What is a TEU?
The Twenty-foot Equivalent Unit (TEU) is the shipping industry's baseline capacity metric. It represents one standard 20ft ISO dry van and is used to size vessels, terminals and trade flows.
What is an FEU?
The Forty-foot Equivalent Unit (FEU) refers to a 40ft ISO container. In slot terms 1 FEU = 2 TEU, though internal volume is slightly more than double a 20ft box because door and corner-post overheads are shared across a longer body.
How the conversion works
For a mixed fleet, total TEU = 20ft count + (40ft count × 2). Total volume and payload are derived from standard ISO container capacities.
Standard ISO container dimensions
- 20ft Dry Van: ~33.2 CBM internal volume, ~28,180 kg max payload
- 40ft Dry Van: ~67.7 CBM internal volume, ~28,750 kg max payload
Actual figures vary slightly by manufacturer, tare weight and container type (high-cube, reefer, open-top, flat-rack).

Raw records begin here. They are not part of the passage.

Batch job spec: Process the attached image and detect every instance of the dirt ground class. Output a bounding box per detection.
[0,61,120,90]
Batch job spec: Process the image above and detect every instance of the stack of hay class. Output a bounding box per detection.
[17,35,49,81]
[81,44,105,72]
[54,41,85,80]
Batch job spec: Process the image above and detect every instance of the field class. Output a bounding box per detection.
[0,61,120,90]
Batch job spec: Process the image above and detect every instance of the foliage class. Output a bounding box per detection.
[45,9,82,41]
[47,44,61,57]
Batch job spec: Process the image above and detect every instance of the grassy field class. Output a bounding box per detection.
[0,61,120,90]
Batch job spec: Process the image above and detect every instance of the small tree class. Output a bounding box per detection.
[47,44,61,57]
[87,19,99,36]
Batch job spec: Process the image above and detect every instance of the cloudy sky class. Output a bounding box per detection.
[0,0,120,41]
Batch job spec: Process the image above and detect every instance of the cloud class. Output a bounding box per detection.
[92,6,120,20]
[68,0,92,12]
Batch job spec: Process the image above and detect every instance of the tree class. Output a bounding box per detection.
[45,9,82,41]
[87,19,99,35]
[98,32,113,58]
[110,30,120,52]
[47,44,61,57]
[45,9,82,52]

Choosing 20ft vs 40ft containers
Dense cargo (metals, paper, tiles, liquids in flexitanks) usually weighs out a 20ft box before it cubes out — 20ft units are the efficient choice. Low-density cargo (furniture, textiles, packaging) benefits from a 40ft or 40ft high-cube because cube is the limiting factor.
Frequently asked questions
What is a TEU?
A TEU (Twenty-foot Equivalent Unit) is the standard measure of container capacity based on a 20ft ISO dry van. It is used to quantify vessel capacity, port throughput and cargo volumes.
What is an FEU?
An FEU (Forty-foot Equivalent Unit) represents a 40ft ISO container. One FEU equals two TEUs in slot-count terms, though it offers more than double the internal volume of a single TEU.
How do I convert between TEU and FEU?
Divide TEU by 2 to get equivalent FEU, or multiply FEU by 2 to get equivalent TEU. This tool applies the conversion instantly and also estimates total CBM and maximum payload.
What are the standard capacities of 20ft and 40ft containers?
A standard 20ft dry van holds about 33.2 CBM with a maximum payload near 28,180 kg. A 40ft dry van holds about 67.7 CBM with a maximum payload near 28,750 kg.
When should I choose 40ft over 20ft containers?
Use 40ft containers for high-volume, low-density cargo where cube-out is the constraint. Use 20ft containers for dense cargo that would weigh out a 40ft box or when handling and storage favour smaller units.